Графиня посмотрела на Митеньку молча продолжительным взглядом.

— Мы с вами поймем друг друга, — сказала она, не отводя от него взгляда, как бы давая понять, что об этом они поговорят вдвоем.

— У вас чай только монашеский или что-нибудь есть к нему, вроде старого доброго рома? — спросил Валентин.

— Простите, милый, я так от всего отвыкла… Вам не доставит труда встать и взять в буфете? Там, где всегда… — прибавила она с улыбкой, указывая этим на личное знакомство Валентина с огромным темным буфетом, похожим на церковный орган с резными стрельчатыми украшениями.

Валентин встал, открыл дверцы и, наморщив кожу на лбу, посмотрел, пригнув несколько голову, на полки, потом достал две бутылки, одну светлую, другую темную.

Петруша только покосился на них, когда Валентин поставил бутылки на стол, недалеко от него, очевидно не будучи уверен в том, дадут ему или не дадут.

Графиня изредка посматривала на него, видимо, ожидая с интересом послушать талантливый рассказ и, вероятно, недоумевая, как такой легкий дар может совмещаться с такой тяжелой внешностью.

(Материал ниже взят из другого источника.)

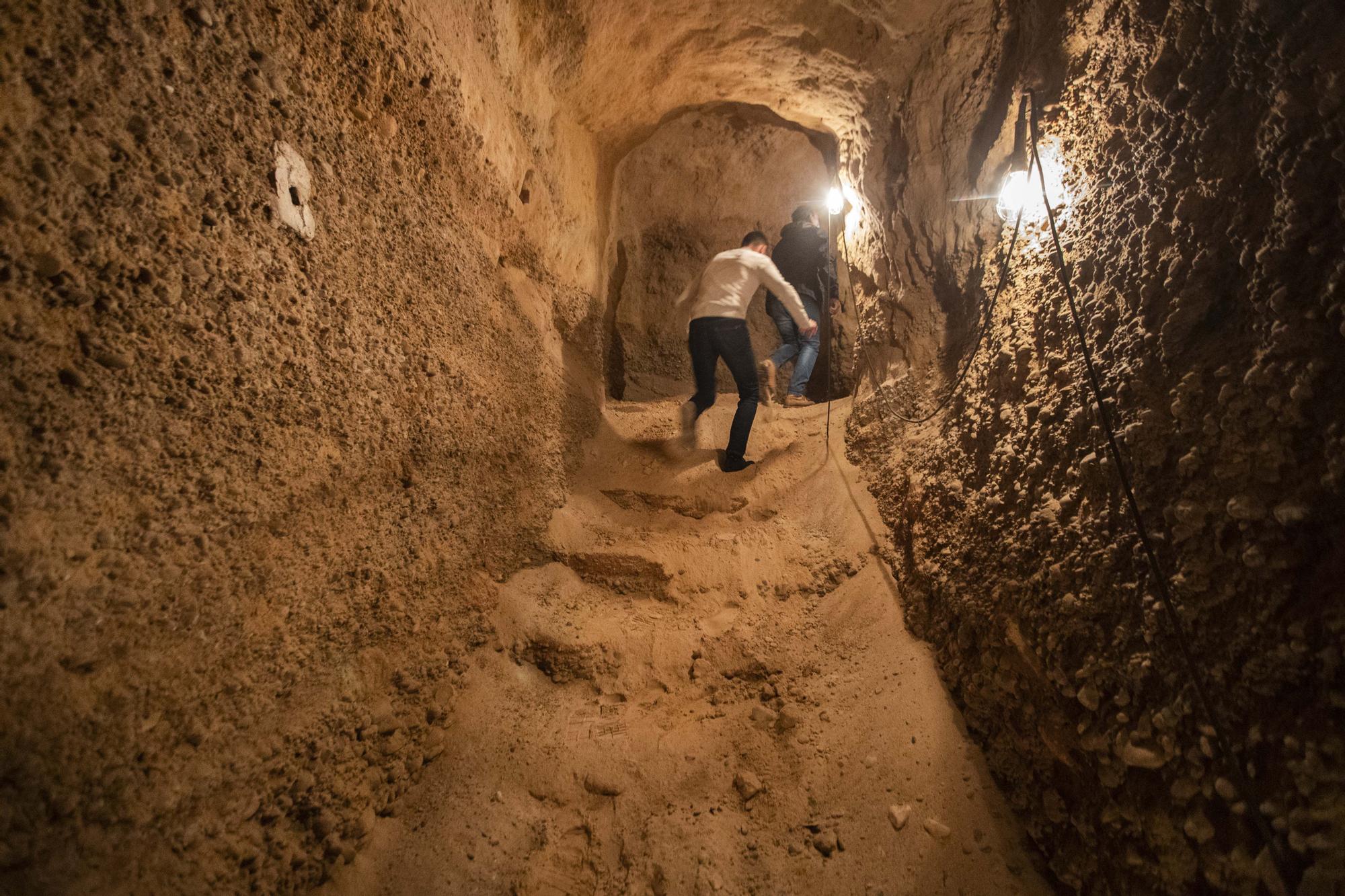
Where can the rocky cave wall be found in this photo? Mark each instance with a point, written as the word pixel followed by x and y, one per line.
pixel 1204 235
pixel 689 192
pixel 249 479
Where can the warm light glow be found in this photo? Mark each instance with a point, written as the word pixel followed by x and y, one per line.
pixel 1015 196
pixel 1023 189
pixel 836 202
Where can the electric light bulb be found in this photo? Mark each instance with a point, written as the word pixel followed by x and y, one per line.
pixel 1022 190
pixel 1015 194
pixel 836 202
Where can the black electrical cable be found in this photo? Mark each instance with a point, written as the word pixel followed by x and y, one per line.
pixel 1239 772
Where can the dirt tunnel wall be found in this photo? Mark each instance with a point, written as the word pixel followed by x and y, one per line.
pixel 251 479
pixel 1206 252
pixel 251 473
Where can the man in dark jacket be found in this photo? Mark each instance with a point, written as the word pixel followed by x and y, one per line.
pixel 805 261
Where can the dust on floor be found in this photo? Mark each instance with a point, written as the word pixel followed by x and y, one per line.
pixel 711 689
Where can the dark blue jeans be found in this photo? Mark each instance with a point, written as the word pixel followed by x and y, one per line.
pixel 793 345
pixel 715 338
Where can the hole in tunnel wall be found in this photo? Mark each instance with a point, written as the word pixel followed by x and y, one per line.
pixel 693 189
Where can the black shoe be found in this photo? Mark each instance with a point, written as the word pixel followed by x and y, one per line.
pixel 732 464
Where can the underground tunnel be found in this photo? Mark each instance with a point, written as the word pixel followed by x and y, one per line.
pixel 353 541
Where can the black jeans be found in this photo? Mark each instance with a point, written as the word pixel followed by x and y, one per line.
pixel 715 338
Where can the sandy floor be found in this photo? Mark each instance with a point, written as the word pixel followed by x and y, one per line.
pixel 712 690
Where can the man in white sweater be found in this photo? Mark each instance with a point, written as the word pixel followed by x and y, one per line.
pixel 719 329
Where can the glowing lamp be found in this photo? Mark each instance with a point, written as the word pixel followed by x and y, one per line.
pixel 1022 190
pixel 1015 196
pixel 836 202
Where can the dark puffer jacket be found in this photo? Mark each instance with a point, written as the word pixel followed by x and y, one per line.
pixel 804 259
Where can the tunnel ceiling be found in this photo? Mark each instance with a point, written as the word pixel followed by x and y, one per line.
pixel 626 67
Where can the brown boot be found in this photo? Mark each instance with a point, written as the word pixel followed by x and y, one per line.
pixel 769 372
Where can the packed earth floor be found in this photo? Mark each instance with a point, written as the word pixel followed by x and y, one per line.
pixel 711 690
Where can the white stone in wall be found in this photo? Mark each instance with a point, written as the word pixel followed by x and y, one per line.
pixel 294 192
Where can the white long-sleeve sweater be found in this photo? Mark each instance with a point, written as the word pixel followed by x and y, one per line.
pixel 726 287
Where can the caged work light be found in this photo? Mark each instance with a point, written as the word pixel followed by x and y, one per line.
pixel 836 202
pixel 1019 193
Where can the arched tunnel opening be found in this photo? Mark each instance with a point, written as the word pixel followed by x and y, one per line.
pixel 357 534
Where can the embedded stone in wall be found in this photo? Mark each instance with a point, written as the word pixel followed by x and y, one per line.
pixel 294 192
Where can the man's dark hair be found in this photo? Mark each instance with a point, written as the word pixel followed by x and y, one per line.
pixel 804 213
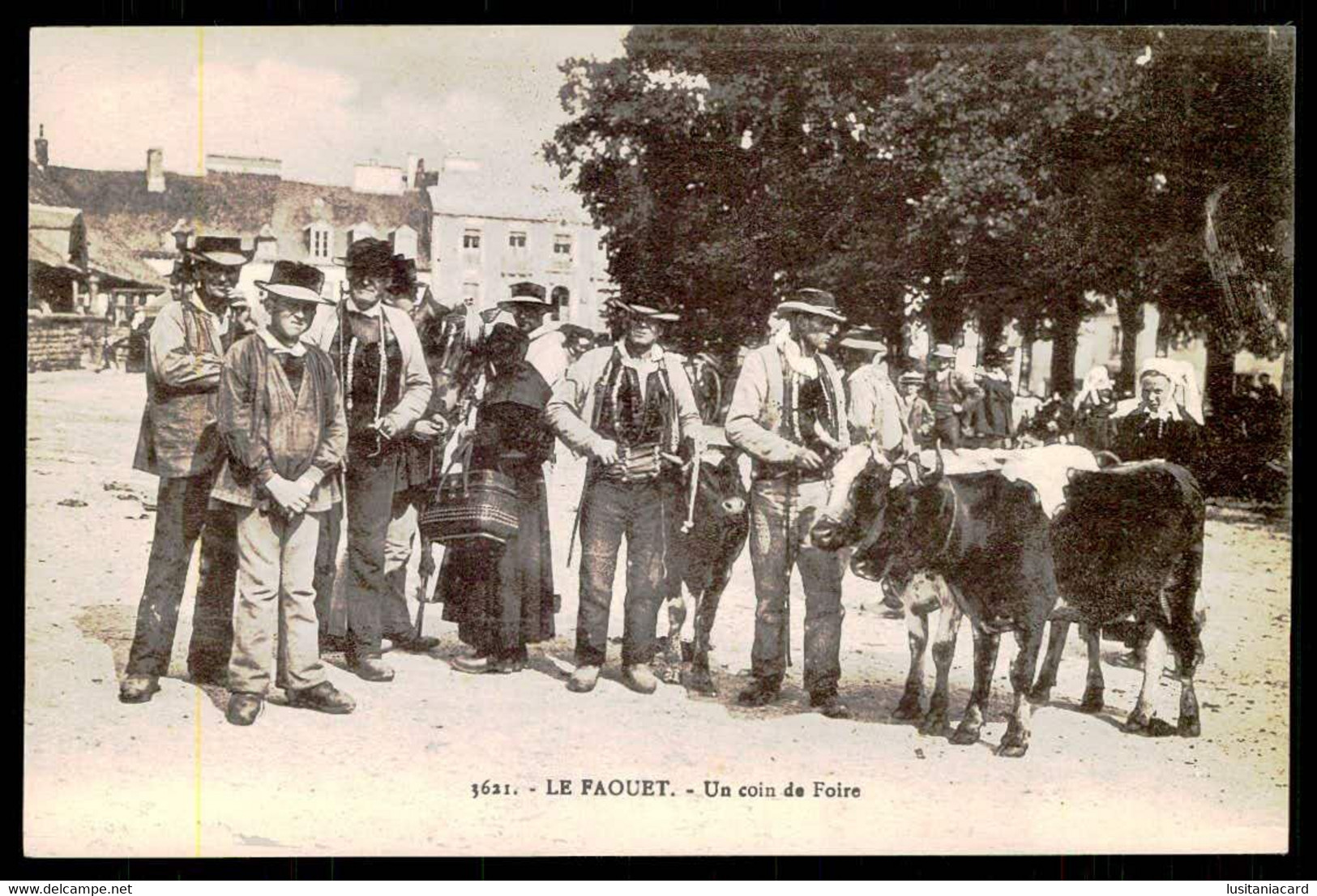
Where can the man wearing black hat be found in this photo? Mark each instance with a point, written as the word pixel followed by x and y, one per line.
pixel 386 388
pixel 639 406
pixel 788 412
pixel 179 444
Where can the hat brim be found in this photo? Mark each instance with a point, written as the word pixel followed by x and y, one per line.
pixel 805 308
pixel 294 292
pixel 864 345
pixel 223 259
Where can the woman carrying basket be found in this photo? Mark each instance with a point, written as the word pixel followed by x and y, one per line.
pixel 501 592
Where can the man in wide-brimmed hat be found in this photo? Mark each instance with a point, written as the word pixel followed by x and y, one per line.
pixel 625 406
pixel 282 420
pixel 874 406
pixel 951 392
pixel 179 444
pixel 386 388
pixel 788 412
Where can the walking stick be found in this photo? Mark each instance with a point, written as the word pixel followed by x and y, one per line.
pixel 695 489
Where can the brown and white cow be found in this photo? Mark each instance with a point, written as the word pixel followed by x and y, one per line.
pixel 1127 540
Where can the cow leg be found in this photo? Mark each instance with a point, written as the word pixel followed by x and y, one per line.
pixel 1015 742
pixel 1095 687
pixel 943 651
pixel 917 633
pixel 1154 658
pixel 1188 723
pixel 1042 691
pixel 986 661
pixel 701 681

После чая Валентин, опорожнивший не без участия Петруши уже половину вина, сказал:

— Принято думать, что вино — наркотик. Это неверно. Вино есть вино. Вечно юный, божественный напиток жизни. Древние это понимали.

Он встал, забрал бутылки за горлышки и молча пошел на террасу. В дверях он остановился и сказал:

— Пить вино нужно только в хорошей обстановке или под небом. Сегодня у меня есть и то и другое.

Петруша посидел немного и, обманув ожидания хозяйки, совершенно молча, даже не поблагодарив ее, тоже ушел на террасу, поколебавшись некоторое время — захватить с собой рюмку со стола или нет.

— Я знаю его и люблю, — сказала графиня о Валентине с улыбкой, как бы отвечая на несколько смущенный взгляд Митеньки Воейкова. — Мне кажется, что это человек, душа которого всегда свободна… Очевидно, пути к свободе различны. Один идет так, а другой должен идти совсем иначе. Кому что дано… — прибавила она, и по лицу ее скользнула легкая тень задумчивости. — Его надо знать, чтобы любить, и любить, чтобы понимать. На первый взгляд его выходки странны. Но за ними чувствуется необъятно большая душа. Он все в мире свободно любит, но ни к чему не привязан, и от людей ему ничего не нужно. Очевидно, они и не в состоянии ему ничего дать, потому что он, кажется, очень мало ценит то, чем они дорожат.